Tag Archives: greenwich

The London Project #2 – GMT 0°

Post two and I’ve already hit my first mistake.  In transcribing the clues I had noted a mysterious acronym requiring further research: GMTO.  Of course it was really GMT and – d’oh!  I thought about doing two separate posts but I think they’re related enough that I can put them into one.

0° refers to the Greenwich Meridian, or the Prime Meridian.  It divides the Eastern and Western hemispheres, just like the Equator divides the Northern and Southern hemispheres.  Imagine a circle round the earth, longways – a meridian is the line of the circle.  It’s kind of arbitrary but you can see how a set meridian reference point came to be useful in charting sailing routes and plotting maps.  Several meridians were in use throughout most of history – it wasn’t until 1884 that the Greenwich Meridian became universally agreed as 0° longitude.

My friend Tania just inside the Eastern hemisphere
My friend Tania just inside the Eastern hemisphere

So, why Greenwich, of all possible locations in the world?  The Royal Observatory in Greenwich was set up in 1675 with the primary purpose to improve navigation at sea by determining longitude (one’s exact position east or west) by astronomical means.  Of course there were other observatories in the world doing the same thing, but Britain was a huge maritime nation and by 1884, 72% of the world’s commerce depended on sea charts using the Greenwich meridian.  So when an international conference was called to decide on one universal prime meridian, it was the obvious choice to cause as little inconvenience as possible.  Of 25 nations present at the conference, all voted for Greenwich except San Domingo who voted against, and France and Brazil who abstained.  France actually continued to use the Paris meridian until 1914 for navigation, and 1911 for time.

This brings me to the natural link between the prime meridian as a navigation tool, and as a measure of time.  The word “meridian” actually comes from the Latin “meridies” meaning “midday”.  Theoretically the sun should cross a given meridian halfway between sunrise and sunset.  This is what am and pm stand for – ante meridiem and post meridiem.  Taking this literally, two places one degree of longitude apart would have a four minute time difference.  This obviously became impossible to manage when things like railways came along in the nineteenth century, requiring standardised timetables.

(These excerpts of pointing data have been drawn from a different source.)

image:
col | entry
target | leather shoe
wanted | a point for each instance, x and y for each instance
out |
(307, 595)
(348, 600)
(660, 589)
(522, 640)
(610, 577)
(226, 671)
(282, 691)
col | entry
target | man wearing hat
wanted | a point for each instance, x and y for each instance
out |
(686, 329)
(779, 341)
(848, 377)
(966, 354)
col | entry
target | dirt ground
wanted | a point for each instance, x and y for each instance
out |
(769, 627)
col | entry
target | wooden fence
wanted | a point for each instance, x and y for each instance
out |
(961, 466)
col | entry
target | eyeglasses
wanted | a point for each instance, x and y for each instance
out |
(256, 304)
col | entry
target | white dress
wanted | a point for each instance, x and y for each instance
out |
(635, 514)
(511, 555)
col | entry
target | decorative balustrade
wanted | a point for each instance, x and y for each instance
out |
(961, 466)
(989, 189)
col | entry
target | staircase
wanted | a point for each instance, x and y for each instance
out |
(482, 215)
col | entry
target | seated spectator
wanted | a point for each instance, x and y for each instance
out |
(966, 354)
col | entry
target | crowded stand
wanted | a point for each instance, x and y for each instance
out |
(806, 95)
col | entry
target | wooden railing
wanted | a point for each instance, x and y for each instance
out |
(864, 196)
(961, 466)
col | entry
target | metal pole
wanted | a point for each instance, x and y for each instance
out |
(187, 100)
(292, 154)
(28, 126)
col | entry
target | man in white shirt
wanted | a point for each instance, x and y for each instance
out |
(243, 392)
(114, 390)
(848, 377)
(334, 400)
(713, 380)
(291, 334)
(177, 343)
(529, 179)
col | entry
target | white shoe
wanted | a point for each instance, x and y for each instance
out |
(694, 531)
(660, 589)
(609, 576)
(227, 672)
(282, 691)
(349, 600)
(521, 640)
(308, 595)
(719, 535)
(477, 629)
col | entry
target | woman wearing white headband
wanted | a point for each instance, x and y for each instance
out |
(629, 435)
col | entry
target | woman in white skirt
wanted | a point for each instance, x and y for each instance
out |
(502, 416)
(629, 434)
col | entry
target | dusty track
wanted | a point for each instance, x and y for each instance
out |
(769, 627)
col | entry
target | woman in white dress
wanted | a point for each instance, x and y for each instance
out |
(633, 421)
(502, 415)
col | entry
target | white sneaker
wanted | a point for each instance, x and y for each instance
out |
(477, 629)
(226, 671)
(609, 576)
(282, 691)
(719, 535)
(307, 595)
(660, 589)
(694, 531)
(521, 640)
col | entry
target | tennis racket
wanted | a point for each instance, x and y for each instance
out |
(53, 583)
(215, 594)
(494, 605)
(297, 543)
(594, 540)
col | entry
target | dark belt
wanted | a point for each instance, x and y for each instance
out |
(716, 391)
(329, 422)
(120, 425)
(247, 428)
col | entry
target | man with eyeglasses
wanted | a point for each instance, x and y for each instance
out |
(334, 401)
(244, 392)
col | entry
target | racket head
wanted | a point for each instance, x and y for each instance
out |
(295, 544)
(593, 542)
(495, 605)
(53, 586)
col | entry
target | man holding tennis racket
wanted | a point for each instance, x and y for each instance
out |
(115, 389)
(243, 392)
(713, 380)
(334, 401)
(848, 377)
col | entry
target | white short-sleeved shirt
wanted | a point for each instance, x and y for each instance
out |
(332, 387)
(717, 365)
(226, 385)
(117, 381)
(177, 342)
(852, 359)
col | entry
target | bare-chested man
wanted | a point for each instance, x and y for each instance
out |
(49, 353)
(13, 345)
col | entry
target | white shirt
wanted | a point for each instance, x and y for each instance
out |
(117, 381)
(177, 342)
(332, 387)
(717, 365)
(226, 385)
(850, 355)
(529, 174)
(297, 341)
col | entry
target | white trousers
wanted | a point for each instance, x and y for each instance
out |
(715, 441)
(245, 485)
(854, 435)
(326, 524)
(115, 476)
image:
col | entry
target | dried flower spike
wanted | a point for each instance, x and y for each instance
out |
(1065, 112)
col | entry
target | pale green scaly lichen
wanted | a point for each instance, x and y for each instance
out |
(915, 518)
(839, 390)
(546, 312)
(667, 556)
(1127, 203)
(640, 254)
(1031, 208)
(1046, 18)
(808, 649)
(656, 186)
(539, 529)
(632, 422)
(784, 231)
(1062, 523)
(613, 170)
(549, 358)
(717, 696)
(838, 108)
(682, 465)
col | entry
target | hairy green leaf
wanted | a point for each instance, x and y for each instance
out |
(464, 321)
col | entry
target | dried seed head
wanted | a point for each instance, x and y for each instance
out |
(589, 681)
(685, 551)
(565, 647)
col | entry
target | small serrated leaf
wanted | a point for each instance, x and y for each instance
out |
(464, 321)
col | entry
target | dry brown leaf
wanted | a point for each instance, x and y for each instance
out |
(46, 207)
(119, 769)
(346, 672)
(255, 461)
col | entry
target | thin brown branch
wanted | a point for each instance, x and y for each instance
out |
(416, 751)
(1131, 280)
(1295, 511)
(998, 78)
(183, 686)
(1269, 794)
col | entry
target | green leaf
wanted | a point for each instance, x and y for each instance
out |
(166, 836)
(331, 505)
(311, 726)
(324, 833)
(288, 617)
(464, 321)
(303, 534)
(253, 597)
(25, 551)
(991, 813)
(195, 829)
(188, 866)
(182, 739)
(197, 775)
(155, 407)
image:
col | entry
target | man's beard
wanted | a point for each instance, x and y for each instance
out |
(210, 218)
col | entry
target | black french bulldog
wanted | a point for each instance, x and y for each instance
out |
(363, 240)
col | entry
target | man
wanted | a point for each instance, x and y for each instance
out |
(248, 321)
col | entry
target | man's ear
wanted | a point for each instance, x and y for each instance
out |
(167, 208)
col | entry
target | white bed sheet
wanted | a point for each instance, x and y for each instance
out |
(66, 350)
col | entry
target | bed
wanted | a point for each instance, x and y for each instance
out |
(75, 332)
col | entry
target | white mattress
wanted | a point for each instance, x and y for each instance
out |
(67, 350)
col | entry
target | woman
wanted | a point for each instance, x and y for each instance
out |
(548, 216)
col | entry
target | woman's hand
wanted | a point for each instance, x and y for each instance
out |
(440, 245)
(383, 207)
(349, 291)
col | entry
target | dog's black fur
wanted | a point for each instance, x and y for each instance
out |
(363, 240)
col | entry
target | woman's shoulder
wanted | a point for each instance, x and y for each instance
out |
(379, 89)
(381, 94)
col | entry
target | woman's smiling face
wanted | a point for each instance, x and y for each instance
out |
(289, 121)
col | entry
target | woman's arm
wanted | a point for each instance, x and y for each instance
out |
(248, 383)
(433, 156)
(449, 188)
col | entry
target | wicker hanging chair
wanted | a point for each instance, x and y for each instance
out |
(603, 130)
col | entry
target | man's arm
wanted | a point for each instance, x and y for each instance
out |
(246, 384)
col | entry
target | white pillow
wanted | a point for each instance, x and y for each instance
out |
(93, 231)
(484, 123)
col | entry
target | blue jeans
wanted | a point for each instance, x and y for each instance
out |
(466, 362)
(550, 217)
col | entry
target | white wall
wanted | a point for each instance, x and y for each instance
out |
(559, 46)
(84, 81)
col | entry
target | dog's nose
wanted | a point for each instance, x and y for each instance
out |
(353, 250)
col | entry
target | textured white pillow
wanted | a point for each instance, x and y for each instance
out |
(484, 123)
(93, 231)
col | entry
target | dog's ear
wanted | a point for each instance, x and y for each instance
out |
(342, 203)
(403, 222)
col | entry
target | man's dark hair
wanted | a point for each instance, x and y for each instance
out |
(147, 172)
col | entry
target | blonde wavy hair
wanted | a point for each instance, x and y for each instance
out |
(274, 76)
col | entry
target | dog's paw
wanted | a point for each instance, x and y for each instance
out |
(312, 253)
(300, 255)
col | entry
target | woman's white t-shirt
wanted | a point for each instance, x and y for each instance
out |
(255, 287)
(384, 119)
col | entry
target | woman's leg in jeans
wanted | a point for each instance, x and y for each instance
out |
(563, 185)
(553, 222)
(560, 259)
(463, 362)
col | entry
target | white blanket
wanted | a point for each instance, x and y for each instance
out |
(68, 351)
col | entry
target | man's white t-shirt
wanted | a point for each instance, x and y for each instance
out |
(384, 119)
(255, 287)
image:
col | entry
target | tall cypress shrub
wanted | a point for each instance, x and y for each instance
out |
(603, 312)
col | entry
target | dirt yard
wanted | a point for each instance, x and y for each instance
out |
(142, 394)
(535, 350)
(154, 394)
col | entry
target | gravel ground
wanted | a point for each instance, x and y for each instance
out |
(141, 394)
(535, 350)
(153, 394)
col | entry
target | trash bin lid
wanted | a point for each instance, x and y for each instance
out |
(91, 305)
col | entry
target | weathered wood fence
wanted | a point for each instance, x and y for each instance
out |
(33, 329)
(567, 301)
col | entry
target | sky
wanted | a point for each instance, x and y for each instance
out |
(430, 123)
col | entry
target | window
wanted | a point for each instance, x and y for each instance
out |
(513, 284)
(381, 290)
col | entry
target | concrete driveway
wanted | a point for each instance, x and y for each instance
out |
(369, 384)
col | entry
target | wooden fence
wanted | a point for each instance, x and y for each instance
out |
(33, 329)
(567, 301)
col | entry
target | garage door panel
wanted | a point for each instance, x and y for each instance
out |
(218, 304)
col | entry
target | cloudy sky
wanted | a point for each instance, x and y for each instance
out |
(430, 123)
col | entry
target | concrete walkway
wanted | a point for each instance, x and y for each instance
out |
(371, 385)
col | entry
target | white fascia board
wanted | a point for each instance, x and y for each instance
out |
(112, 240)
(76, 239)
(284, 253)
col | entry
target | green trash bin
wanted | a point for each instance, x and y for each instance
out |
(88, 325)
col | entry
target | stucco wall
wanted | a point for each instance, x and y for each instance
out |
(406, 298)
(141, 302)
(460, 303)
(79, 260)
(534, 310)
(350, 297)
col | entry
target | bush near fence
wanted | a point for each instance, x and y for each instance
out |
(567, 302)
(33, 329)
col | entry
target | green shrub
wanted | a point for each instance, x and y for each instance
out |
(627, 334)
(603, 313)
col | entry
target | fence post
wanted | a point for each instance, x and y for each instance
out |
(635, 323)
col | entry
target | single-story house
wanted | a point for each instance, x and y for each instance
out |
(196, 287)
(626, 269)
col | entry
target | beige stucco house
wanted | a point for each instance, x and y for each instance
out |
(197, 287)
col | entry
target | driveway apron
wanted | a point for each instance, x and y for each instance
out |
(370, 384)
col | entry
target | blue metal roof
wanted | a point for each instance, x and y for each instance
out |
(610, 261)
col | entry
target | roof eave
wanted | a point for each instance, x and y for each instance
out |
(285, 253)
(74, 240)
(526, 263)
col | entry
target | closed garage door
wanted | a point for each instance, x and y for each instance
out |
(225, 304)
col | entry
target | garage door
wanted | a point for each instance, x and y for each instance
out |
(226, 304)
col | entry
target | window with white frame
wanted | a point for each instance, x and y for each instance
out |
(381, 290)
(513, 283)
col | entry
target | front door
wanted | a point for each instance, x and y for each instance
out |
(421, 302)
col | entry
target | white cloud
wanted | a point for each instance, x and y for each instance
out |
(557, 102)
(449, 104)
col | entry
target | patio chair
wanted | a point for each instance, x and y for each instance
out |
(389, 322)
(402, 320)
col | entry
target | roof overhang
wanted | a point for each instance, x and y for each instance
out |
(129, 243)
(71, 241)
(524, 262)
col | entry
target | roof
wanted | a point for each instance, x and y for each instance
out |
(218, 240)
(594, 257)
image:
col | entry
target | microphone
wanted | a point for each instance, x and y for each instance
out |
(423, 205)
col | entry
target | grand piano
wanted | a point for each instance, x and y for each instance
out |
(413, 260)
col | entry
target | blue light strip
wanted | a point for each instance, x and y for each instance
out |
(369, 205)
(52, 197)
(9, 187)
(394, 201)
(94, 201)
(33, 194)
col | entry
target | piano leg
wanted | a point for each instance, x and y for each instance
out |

In 1868 New Zealand (then a British colony) set a standardised time for the whole colony, 11.5 hours ahead of GMT.  It was perhaps the first country to take this step, and gradually other countries followed suit.  By 1880 Greenwich Mean Time was legally adopted throughout Great Britain, but for “wider” countries with huge variations in local time across the land, it was naturally more complicated.  The confusion of times in the USA did not come to a definitive end until 1918 with the adoption of the Standard Time Act.  The neatest solution to the time problem would of course be based strictly on longitude – the world divided into 24 even strips, each 15 degrees longitude and one hour apart.  But since countries and land mass don’t exactly conform to this, instead we have a zigzagged pattern with anomalies such as Iceland being in the same time zone as the UK despite being around 20 degrees to the west.

Just to add to the complication (if you’re still with me!), GMT has not been used as the official time standard since the 1970s.  Since the daily rotation of the Earth is irregular and actually slowing down slightly, it was determined that atomic clocks are much more stable in measuring time.  So in 1972, Coordinated Universal Time, or UTC, maintained by an ensemble of atomic clocks around the world, replaced GMT as the international civil time standard, although there’s practically no time difference between the two.

Looking back at how recent the history of all this is, who knows what further changes are to come, but for now let’s be grateful that we live in an age where it’s all been worked out for us and the most complicated thing we have to do is google “what’s the time?” when we go on holiday!

This post is part of The London Project series, discovering hidden stories in London based on a Word Map of the city by Angus McArthur and Alison Hardcastle.